The first person thanked in the acknowledgments of Tom Wolfe’s new novel, Back to Blood (Little, Brown and Company, 720 pp., $30), a doorstop set in Miami, is that city’s former mayor, Manny Diaz. The second is the former police chief. There are also “Miami’s maker of yachts that look like X-15s and don’t so much sail as lift off” and the “developers and engines of the Wynwood art district, Miami’s equivalent of New York’s Chelsea.” The book hasn’t yet begun, and already the reader has been plunged into a sea of boldface names.
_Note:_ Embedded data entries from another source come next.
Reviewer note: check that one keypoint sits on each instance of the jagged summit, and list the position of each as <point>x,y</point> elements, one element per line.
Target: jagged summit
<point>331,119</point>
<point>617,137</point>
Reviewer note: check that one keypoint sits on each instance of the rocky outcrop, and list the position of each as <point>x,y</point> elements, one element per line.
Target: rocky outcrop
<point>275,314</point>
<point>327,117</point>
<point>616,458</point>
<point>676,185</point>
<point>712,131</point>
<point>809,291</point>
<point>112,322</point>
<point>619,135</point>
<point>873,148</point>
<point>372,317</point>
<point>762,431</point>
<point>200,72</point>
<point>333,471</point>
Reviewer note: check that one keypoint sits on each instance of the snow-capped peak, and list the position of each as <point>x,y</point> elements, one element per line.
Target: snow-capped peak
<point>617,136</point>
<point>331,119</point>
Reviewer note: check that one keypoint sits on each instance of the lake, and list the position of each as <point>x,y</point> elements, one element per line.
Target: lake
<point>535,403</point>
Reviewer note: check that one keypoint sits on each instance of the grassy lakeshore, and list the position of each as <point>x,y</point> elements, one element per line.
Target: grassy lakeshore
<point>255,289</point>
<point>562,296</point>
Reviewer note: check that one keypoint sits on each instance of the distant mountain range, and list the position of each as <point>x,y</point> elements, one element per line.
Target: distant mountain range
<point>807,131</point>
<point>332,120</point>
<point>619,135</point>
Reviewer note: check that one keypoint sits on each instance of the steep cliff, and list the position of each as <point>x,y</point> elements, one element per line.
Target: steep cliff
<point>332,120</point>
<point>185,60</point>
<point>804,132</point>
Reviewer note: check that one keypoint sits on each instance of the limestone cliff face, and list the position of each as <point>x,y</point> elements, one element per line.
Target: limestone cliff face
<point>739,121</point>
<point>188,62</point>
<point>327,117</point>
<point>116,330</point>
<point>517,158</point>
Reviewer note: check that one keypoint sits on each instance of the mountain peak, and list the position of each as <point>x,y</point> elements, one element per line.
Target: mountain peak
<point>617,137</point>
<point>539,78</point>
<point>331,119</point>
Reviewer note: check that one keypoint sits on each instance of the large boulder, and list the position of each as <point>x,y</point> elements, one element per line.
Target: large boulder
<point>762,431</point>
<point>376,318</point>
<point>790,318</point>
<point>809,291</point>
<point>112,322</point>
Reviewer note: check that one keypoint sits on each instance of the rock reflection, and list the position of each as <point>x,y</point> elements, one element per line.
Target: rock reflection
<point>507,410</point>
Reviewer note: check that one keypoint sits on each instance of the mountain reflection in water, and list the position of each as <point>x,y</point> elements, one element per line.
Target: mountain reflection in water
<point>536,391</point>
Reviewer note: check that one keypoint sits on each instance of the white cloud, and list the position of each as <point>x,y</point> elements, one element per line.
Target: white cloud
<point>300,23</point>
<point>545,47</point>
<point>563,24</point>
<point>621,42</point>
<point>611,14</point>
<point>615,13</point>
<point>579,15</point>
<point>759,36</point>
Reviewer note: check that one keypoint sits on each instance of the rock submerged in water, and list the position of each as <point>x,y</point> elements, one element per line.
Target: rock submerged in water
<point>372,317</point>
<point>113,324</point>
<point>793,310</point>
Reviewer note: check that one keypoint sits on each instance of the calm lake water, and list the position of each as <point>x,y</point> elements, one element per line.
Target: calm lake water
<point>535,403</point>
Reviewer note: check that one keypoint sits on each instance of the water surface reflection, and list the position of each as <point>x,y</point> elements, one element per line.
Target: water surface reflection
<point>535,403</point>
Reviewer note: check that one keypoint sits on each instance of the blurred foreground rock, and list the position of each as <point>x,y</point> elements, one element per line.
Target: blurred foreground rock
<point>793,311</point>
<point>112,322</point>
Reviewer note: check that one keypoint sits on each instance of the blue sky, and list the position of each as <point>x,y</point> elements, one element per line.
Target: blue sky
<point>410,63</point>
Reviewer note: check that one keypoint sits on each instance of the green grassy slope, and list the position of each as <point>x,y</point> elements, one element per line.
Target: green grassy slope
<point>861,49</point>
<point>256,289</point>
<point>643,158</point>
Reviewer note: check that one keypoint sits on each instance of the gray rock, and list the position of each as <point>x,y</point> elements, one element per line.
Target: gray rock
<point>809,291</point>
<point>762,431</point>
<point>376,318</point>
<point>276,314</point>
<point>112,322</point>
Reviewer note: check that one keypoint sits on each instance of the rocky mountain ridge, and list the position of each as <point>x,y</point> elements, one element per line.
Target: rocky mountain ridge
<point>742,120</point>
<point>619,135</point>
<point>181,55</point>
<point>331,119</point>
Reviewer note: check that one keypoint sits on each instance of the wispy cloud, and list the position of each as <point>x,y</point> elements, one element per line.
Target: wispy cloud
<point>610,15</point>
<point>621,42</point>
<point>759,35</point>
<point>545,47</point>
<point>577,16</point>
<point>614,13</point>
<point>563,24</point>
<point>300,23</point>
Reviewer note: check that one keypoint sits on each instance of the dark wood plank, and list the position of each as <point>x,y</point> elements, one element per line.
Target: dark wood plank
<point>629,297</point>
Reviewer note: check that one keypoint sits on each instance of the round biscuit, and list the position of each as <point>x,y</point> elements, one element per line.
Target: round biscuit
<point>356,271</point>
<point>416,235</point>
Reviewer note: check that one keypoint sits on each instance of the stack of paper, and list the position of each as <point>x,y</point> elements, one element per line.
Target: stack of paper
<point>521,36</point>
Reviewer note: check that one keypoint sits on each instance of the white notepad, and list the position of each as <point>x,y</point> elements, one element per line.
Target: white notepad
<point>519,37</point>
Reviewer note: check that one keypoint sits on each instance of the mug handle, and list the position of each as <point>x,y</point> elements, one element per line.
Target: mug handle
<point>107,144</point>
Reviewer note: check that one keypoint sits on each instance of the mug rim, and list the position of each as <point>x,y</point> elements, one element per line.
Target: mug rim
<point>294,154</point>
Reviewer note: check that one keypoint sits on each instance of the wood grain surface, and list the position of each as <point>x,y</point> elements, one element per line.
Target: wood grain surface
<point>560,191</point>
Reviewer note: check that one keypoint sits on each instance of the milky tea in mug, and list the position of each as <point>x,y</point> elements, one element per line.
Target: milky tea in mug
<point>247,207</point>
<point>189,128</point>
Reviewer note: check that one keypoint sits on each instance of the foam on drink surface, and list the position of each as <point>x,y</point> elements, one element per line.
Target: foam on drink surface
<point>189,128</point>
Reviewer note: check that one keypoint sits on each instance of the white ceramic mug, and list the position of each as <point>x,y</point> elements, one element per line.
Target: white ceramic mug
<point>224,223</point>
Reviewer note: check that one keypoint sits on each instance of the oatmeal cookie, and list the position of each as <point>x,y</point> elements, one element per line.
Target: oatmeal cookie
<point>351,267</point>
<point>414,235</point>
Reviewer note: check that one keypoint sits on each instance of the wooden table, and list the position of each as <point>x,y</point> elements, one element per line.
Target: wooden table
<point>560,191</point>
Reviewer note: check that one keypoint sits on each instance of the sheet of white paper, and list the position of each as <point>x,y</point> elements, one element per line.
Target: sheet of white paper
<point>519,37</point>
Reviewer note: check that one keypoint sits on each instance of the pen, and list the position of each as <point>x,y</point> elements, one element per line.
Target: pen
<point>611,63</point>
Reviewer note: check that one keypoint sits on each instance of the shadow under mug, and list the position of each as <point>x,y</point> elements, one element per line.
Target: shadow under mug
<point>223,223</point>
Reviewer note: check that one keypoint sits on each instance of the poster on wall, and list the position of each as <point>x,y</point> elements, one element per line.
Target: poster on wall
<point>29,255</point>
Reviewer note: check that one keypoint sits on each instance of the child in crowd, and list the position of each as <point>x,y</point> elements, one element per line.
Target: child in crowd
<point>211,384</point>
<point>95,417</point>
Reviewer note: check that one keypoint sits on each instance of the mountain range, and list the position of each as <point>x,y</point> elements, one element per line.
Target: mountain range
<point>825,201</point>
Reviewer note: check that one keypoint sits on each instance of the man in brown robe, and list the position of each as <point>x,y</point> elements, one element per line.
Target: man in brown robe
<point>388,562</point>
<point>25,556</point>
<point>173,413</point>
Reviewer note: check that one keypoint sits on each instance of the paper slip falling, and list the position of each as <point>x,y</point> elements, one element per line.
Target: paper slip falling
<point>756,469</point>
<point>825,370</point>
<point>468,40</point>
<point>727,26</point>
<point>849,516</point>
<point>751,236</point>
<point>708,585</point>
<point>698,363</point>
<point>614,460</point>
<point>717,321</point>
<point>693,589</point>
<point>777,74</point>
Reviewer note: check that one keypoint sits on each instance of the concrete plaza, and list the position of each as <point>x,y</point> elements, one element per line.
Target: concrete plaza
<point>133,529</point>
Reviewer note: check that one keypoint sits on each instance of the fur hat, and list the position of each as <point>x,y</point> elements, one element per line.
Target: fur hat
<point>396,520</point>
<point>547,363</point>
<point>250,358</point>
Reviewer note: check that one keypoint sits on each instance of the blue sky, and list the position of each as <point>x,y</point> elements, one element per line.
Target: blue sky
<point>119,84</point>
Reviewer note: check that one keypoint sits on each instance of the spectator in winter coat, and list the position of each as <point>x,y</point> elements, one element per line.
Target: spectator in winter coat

The only subject Tom Wolfe has ever been interested in is status. Even as a writer of nonfiction: his 1965 piece about The New Yorker was obsessed with staff writers’ relative proximity to editor William Shawn; his profile of Phil Spector, from 1964, is more explicit: “Status!” he writes. “What is his status?” And his much-discussed essay from 2000 on John Irving, Norman Mailer and John Updike, his literary contemporaries, drives the obsession home: “On second thought, I have to mention that cover of Time,” he writes about his own public image. “[T]here I was, not only on the cover, but on the cover wearing a white double-breasted suit and vest and a white homburg …” He goes on.
The Time cover, from 1998, was to promote the second of his four novels, A Man in Full. As a writer of fiction, Mr. Wolfe is notable for both his neck-vein-bursting enthusiasm and his on-the-scene reporting, traveling to whatever American milieu has captured his fancy that year. But the method by which he obtains information is governed by the sort of access available only to a man who appears on the cover of Time in a double-breasted white suit. The sort of access Mr. Wolfe was afforded in researching Back to Blood, in the company of Miami’s brightest stars and biggest civic boosters, becomes clear early on in the novel. Every piece of information he’s gleaned in Miami, in New York (the subject of The Bonfire of the Vanities), in Atlanta (A Man in Full) and on a college campus in Pennsylvania (I Am Charlotte Simmons), has been in service of the self-evident thesis that in America, status is important.
In his vaunted hyperbolic style, Mr. Wolfe blows up details of consumption and lards each one with an exclamation point; a pixelated focus on the trappings of wealth serves as a stand-in for character development. He is either an author obsessed with exposing radical truths about American materialism or an author whose sympathies lie with those who have power, those he sets out to critique. Anyway, they’re more fun to write about.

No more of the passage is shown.